US rockets blamed for 15 Pakistan deaths

Rockets fired from a US drone killed 15 people in northwest Pakistan today, intelligence officials said.

The attack is likely to add to tensions between Washington and Islamabad amid a standoff over NATO supply routes to Afghanistan.

The strike, the third in three days, targeted a militant hideout in the Hesokhel village of the North Waziristan tribal region, officials said.

It brought the death toll from drone attacks in Pakistan in the past three days to 27. Pilotless US drones hit targets in the South Waziristan tribal region over the weekend.

The United States and Pakistan are deadlocked in difficult negotiations for the reopening of overland supply routes to NATO forces in Afghanistan.
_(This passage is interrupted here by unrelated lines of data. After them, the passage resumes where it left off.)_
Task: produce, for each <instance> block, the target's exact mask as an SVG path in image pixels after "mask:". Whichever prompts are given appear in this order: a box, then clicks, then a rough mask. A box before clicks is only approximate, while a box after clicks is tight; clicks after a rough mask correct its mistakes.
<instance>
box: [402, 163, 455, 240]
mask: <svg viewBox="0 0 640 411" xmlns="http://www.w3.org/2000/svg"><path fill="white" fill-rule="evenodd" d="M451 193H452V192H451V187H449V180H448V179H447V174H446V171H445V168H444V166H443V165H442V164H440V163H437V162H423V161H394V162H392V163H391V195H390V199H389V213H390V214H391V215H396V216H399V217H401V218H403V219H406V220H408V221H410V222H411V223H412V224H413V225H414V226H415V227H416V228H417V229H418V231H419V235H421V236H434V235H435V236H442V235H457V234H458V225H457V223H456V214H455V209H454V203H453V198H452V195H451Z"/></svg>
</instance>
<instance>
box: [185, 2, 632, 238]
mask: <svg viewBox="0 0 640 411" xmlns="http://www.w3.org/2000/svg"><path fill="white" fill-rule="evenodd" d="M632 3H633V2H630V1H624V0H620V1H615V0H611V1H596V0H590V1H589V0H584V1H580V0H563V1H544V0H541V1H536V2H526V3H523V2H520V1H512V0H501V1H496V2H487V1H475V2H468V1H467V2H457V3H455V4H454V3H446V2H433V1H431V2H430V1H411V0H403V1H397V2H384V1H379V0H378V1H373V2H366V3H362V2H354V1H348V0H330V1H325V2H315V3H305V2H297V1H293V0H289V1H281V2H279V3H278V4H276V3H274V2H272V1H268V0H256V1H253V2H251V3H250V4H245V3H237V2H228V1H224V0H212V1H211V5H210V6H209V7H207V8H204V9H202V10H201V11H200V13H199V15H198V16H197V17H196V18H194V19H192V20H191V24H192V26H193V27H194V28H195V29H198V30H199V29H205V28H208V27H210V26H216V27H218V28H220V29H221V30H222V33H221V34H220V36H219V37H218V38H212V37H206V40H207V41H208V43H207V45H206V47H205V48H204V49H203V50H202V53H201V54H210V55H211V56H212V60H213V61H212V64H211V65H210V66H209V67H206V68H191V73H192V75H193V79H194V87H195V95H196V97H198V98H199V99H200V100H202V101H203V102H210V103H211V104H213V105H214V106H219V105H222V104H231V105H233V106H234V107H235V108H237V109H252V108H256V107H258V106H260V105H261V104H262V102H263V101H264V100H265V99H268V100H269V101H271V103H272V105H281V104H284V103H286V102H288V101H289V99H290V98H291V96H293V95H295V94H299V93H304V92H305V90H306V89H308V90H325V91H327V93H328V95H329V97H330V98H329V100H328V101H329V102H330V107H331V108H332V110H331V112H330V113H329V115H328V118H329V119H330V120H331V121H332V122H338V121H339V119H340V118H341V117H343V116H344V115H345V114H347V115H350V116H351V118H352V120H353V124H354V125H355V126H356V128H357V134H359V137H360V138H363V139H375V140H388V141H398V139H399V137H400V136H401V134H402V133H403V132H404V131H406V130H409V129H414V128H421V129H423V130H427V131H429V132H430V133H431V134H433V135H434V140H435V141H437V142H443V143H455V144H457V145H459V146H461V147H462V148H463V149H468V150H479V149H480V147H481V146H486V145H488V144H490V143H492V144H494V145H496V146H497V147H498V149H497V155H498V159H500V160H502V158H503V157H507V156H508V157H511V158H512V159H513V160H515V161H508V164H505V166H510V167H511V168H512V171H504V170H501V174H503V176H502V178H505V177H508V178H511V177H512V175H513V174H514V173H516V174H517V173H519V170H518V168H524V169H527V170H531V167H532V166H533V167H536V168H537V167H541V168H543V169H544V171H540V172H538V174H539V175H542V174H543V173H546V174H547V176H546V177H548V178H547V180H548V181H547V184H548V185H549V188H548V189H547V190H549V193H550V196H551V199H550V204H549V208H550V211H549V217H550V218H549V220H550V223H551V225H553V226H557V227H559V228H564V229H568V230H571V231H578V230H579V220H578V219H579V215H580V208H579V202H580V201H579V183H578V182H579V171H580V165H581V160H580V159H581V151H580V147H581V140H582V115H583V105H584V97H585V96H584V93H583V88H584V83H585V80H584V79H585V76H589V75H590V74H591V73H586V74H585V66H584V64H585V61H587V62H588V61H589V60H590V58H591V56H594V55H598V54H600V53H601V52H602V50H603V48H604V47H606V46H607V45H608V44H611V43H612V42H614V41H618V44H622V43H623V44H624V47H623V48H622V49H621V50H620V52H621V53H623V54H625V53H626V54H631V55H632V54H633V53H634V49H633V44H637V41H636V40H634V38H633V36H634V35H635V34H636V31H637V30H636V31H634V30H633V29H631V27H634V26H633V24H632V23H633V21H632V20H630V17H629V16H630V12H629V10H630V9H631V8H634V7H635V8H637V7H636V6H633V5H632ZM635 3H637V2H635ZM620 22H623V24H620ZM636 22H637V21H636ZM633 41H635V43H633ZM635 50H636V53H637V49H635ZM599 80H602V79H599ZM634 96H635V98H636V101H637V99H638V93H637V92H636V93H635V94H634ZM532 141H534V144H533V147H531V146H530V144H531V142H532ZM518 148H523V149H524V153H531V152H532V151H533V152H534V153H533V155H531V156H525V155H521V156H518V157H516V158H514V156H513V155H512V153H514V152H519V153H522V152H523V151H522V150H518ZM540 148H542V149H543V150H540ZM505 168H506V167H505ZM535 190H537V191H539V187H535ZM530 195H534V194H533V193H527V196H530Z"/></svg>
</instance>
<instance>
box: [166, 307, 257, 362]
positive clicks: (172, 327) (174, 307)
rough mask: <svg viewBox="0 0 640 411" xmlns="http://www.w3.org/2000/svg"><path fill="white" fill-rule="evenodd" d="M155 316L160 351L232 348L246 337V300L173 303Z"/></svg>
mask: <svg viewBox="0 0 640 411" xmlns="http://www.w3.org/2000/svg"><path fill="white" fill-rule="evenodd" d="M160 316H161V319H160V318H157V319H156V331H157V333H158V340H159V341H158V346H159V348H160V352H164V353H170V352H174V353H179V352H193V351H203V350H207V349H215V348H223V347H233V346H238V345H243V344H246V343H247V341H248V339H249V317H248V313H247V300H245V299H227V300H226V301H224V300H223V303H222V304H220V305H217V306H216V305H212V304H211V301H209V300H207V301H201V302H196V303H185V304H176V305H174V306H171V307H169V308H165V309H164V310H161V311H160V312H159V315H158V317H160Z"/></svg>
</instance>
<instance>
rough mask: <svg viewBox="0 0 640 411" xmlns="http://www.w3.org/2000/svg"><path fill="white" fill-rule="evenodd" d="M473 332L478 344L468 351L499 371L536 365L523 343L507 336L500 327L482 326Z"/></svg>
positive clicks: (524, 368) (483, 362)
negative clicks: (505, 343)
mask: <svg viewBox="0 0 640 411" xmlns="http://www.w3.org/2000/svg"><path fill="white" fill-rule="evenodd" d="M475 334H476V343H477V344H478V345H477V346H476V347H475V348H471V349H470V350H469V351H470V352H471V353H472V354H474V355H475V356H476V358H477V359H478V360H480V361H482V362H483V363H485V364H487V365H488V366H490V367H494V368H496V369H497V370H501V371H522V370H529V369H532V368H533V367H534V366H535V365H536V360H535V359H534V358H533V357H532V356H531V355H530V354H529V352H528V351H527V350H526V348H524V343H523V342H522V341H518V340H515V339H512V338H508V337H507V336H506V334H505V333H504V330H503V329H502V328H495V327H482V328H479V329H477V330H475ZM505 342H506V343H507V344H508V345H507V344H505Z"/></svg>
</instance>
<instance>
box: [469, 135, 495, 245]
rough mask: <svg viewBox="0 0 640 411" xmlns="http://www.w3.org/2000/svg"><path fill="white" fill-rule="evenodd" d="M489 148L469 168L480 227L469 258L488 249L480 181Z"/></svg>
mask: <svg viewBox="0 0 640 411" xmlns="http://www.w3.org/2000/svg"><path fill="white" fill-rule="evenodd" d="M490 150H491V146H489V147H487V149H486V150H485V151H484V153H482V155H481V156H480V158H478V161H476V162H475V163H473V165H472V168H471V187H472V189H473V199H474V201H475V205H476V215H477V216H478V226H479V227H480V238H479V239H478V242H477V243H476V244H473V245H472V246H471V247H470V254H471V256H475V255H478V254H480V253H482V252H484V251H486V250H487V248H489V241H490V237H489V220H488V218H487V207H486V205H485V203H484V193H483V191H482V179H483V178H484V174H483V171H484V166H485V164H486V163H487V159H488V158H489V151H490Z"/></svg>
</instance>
No breakthrough is in sight.

Islamabad blocked the routes in November 2011 after 24 Pakistani soldiers were killed by cross-border "friendly fire" from NATO aircraft.

The supply lines through Pakistan are considered vital to the planned withdrawal of most foreign combat troops from Afghanistan before the end of 2014.

The Pakistan government says the CIA drone campaign fuels anti-American sentiment in the country, and is counterproductive.

US officials, however, say such strikes by the remotely piloted aircraft are highly effective against militants and are an important weapon.